Open Data Integration Nomenclature (ODIN) is Crux’s standard for declarative data delivery
Project description
Crux-Odin Library
Open Data Integration Nomenclature (ODIN) is Crux’s standard for declarative data delivery. ODIN provides a nomenclature for delivery that incentivizes industry-standard GitOps practices. ODIN specs are inherently abstracted from their underlying control planes and workflow frameworks, but work with the Crux External Data Platform.
Development
This project depends on pyenv for python version management and Poetry for package management and configuration. For instruction on local machine setup please refer to the below resources:
Usage
Right now we store crux-odin in the Google Artifact Registry.

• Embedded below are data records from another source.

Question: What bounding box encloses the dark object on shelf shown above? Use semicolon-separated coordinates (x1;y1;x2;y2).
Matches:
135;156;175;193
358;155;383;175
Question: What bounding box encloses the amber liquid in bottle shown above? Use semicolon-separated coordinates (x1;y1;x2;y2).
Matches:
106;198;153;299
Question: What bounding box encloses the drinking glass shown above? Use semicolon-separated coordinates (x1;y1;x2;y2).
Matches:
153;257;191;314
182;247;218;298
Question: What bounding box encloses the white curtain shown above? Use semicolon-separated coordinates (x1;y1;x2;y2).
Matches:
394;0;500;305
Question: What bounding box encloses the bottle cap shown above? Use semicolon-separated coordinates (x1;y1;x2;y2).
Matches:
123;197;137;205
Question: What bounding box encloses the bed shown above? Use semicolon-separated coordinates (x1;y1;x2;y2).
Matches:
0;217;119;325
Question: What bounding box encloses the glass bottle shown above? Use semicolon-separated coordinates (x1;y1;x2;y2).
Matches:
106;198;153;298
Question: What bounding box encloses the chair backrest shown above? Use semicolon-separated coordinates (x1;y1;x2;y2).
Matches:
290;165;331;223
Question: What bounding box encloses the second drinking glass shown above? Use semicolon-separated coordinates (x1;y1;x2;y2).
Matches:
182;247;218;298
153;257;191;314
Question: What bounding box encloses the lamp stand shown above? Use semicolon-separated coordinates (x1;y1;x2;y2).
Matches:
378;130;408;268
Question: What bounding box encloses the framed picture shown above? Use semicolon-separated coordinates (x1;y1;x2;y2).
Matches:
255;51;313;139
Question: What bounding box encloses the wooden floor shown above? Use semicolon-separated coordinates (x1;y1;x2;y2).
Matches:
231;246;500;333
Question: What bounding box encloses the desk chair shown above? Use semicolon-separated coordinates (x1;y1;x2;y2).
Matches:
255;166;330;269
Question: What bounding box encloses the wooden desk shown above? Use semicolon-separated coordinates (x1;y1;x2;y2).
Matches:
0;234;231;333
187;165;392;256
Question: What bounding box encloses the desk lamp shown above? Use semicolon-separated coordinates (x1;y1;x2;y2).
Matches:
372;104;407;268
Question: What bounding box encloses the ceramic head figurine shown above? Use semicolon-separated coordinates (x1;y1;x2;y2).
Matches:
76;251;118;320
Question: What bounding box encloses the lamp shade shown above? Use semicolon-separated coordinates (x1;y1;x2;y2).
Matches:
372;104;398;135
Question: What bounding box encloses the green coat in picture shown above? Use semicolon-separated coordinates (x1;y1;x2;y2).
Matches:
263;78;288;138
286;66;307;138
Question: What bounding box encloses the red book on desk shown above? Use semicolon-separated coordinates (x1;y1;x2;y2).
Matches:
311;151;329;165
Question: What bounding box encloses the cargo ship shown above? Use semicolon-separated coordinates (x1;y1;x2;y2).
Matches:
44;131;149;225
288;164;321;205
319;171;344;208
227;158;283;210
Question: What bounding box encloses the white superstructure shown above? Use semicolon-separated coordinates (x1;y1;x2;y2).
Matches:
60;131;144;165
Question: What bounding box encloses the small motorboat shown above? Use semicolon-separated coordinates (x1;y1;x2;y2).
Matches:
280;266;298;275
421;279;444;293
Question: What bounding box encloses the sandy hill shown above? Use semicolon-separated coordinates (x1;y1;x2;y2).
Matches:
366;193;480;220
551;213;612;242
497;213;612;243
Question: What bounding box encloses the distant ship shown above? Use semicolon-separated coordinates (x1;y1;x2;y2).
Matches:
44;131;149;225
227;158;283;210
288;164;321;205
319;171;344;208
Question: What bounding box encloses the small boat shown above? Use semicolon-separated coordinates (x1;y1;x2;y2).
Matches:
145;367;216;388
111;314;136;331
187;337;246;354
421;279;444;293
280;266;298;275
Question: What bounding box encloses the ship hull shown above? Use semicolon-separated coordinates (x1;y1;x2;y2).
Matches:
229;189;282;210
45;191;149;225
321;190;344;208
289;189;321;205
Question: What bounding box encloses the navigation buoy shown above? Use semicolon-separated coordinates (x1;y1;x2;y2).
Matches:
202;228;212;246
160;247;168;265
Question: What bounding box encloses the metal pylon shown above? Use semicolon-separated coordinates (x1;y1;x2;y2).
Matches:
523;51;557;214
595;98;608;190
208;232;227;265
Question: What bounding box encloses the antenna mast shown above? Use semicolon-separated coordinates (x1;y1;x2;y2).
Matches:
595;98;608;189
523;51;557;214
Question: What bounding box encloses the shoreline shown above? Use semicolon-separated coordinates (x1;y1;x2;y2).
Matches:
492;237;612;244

This will be changed when we promote to Pypi. For now, make sure you have a file called ~/.pypirc in your
home directory with the following content:
[distutils]
index-servers = crux-python
[crux-python]
repository: https://us-python.pkg.dev/crux-ci/crux-python/
To install with the various tools:
pipenv
Add the following section to your Pipfile:
[[source]]
name = "google"
url = "https://us-python.pkg.dev/crux-ci/crux-python/simple"
verify_ssl = true
[pipenv]
disable_pip_input = false
and add
keyring = "*"
"keyrings.google-artifactregistry-auth" = "*"
crux-odin = "*"
under the [packages] section. Then do a pipenv sync --dev.
pip
pip install crux-odin==1.5.7 --index-url https://us-python.pkg.dev/crux-ci/crux-python/simple
poetry
Set up the poetry authentication with
poetry config http-basic.google oauth2accesstoken $(gcloud auth print-access-token)
Add a gcp entry to your pyproject.toml:
poetry source add --priority=supplemental gcp https://us-python.pkg.dev/crux-ci/crux-python/simple/
and also add the crux-odin dependency with
poetry add crux-odin=1.5.7 --source=gcp
to edit the pyproject.toml. Then do a poetry install.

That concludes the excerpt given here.